The immune system performs immunosurveillance to detect and eliminate abnormal cells within the body. This protective mechanism is highly effective at destroying nascent cancer cells before they can develop into a full tumor. However, cancer cells are transformed cells that have acquired the ability to bypass this immune detection and destruction. This complex process, termed immunoevasion, involves sophisticated strategies that allow the malignancy to persist and grow unchecked.
Concealing Tumor Identity
The first step in evading the immune system involves making the cancer cell “invisible” to cytotoxic T-cells. T-cells identify threats by scanning for abnormal protein fragments, or antigens, displayed on the cell surface. These fragments are presented by Major Histocompatibility Complex Class I (MHC-I) molecules, which act like a cell’s identification tag.
In many cancers, cells lose or significantly reduce the expression of MHC-I molecules (MHC-I downregulation). This loss means that even if the cell contains tumor-associated antigens (TAAs), the T-cell cannot detect the threat. The machinery responsible for processing and loading antigens onto MHC-I molecules can also be compromised, preventing the display of the danger signal. Additionally, a tumor can stop producing the specific TAAs that initially triggered an immune response. This failure of antigen presentation is a fundamental form of immune evasion.

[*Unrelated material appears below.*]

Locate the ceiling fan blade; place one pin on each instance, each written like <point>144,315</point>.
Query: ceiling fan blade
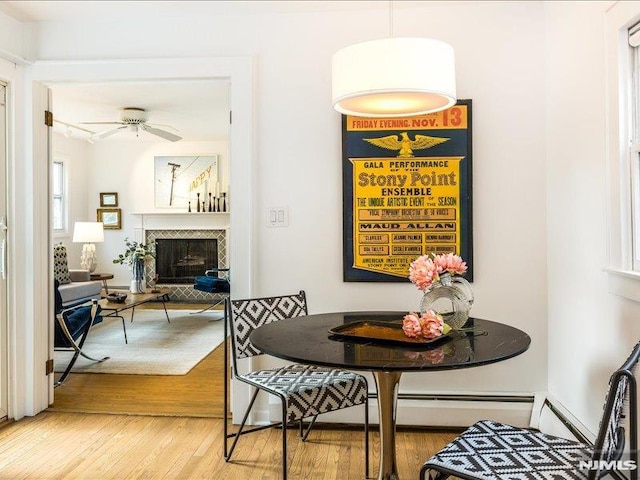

Activating Immune Checkpoints
Even if a T-cell recognizes a cancer cell, the tumor employs a second strategy to shut down the immune attack through molecular signaling. This involves exploiting natural “brakes” in the immune system known as immune checkpoints. These proteins normally regulate the duration and intensity of an immune response, preventing the immune system from damaging healthy tissue.
The most well-known checkpoint axis is the Programmed Death-1 (PD-1) pathway, where the cancer cell expresses PD-Ligand 1 (PD-L1). When PD-L1 on the tumor cell connects with the PD-1 receptor on the T-cell, it sends a “do not attack” signal. This interaction deactivates the T-cell, causing it to enter a state of exhaustion or anergy where it can no longer proliferate or kill the cancer cell.
Another important brake is the Cytotoxic T-Lymphocyte-Associated Protein 4 (CTLA-4) mechanism, which primarily acts earlier in the immune response in the lymph nodes. CTLA-4 is expressed on the T-cell surface and competes with the activating receptor CD28 for binding to B7 molecules on antigen-presenting cells. By preferentially binding to B7, CTLA-4 delivers an inhibitory signal that limits the initial activation and proliferation of T-cells. Cancer cells manipulate this pathway to ensure the immune response is suppressed before it gains momentum.
Building an Immunosuppressive Microenvironment
Cancer actively manipulates the local environment, known as the tumor microenvironment (TME), to create an atmosphere that suppresses the immune response. The tumor and surrounding cells secrete immunosuppressive chemical messengers, or cytokines, that dampen the inflammation necessary for a successful attack. Transforming growth factor-beta (TGF-\(\beta\)) and Interleukin-10 (IL-10) are two cytokines that suppress the function of cytotoxic T-cells and natural killer (NK) cells.
The cancer recruits and fosters the growth of specific immune cell populations within the TME. Regulatory T-cells (Tregs) are a type of T-cell that naturally works to maintain immune tolerance. However, tumors accumulate Tregs, which release high levels of immunosuppressive factors like IL-10 and TGF-\(\beta\), paralyzing nearby anti-tumor immune cells.
The TME is often rich in Myeloid-Derived Suppressor Cells (MDSCs), an immature and highly inhibitory population of immune cells. MDSCs use multiple mechanisms, including the depletion of essential nutrients and the production of suppressive enzymes, to inhibit the function of T-cells and NK cells. This combined action establishes a localized shield that prevents the immune system from mounting a sustained anti-tumor assault.
Resisting Immune-Mediated Destruction
Even when a cytotoxic T-cell or Natural Killer cell bypasses evasion mechanisms and attacks the cancer cell, the tumor often possesses internal defenses to survive. The primary way immune cells kill targets is by triggering apoptosis, or programmed cell death. Cancer cells frequently develop resistance to this induced death signal.
One common strategy is the upregulation of anti-apoptotic proteins, such as those in the Bcl-2 family, which block the cell’s self-destruct mechanism. By overexpressing these proteins, the cancer cell neutralizes the pro-death signals delivered by the immune system. Cancer cells also evade death by downregulating “death receptors” on their surface, such as the Fas receptor, which are targets of immune attack molecules.
In another defense, the cancer cell neutralizes toxic molecules released by attacking T-cells, such as perforin and granzymes. Perforin creates pores in the cell membrane, allowing granzyme to enter and trigger cell death. Some tumor cells increase the secretion of enzymes like Cathepsin B, which degrade perforin before it breaches the cell’s defenses.